By D. Eric Bookhardt
This article originally appeared here
Tina Barney is a photographer with an anthropological passion for documenting the most mysterious of American subcultures: old-time wealthy white people. Barney photographs the genteel, WASP-y residents of Watch Hill, Rhode Island, a Victorian-era resort town that evolved into a homey if tony community based on the old Yankee virtue of bland, understated propriety. Her affable subjects are mostly family and friends drifting through inconsequential daily routines that she records with the loopy candor of a photographic Jane Austen on Xanax. InJill & Polly in the Bathroom, 1987 (pictured), an older and younger woman appear in matching bathrobes amid a maternal monologue, and everything here is pink except the lawn and doghouse outside the window. It dates from 1987, but the tone is very 1950s. So is Mark, Amy, and Tara, 1983, a scene in which pale, pleasant young people lounge decorously in a sun room, and The Reception, 1999, where formally attired gentry pose stiffly around an antique bust on a coffee table. These are the nice, reliable rich people, her pictures seem to say.

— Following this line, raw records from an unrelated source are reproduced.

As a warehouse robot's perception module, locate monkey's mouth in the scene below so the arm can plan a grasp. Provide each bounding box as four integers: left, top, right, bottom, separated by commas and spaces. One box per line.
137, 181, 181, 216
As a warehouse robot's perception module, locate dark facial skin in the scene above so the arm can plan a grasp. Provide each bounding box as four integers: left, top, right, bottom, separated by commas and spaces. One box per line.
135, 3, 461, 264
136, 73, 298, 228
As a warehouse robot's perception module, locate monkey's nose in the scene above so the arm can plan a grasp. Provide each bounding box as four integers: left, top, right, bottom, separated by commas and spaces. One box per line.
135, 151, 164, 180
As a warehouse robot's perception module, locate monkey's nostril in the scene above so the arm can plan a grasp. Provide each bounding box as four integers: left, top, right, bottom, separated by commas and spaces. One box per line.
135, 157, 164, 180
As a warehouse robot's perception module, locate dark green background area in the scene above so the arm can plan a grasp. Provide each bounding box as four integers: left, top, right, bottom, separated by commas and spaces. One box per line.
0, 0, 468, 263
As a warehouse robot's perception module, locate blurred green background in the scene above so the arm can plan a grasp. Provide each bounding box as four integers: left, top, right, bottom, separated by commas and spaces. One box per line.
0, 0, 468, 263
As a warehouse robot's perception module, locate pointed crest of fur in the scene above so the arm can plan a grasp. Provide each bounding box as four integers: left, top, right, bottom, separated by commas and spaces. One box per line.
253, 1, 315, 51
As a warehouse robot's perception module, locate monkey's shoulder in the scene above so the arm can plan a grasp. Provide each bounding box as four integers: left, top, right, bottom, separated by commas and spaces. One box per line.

But in 21st-century America, they seem as rare and exotic as the lost tribes of Tanzania’s remote Serengeti plains.
Gus Bennett is known for his haunting post-Hurricane Katrina figurative works — photomontages that merge a vast spectrum of time, space and emotion into a single image. His new Blak Code Series explores ideas of beauty, juxtaposing elements of black identity with natural forms such as leaves and flowers, resulting in images that often are more abstract and ethereal than personal. They also are very dark, so reflections on their glass surfaces from the gallery’s towering arched window create an unexpected hall of mirrors effect, and it can be disconcerting to look at someone else’s image and see one’s own reflection. But isn’t that really what empathy is all about?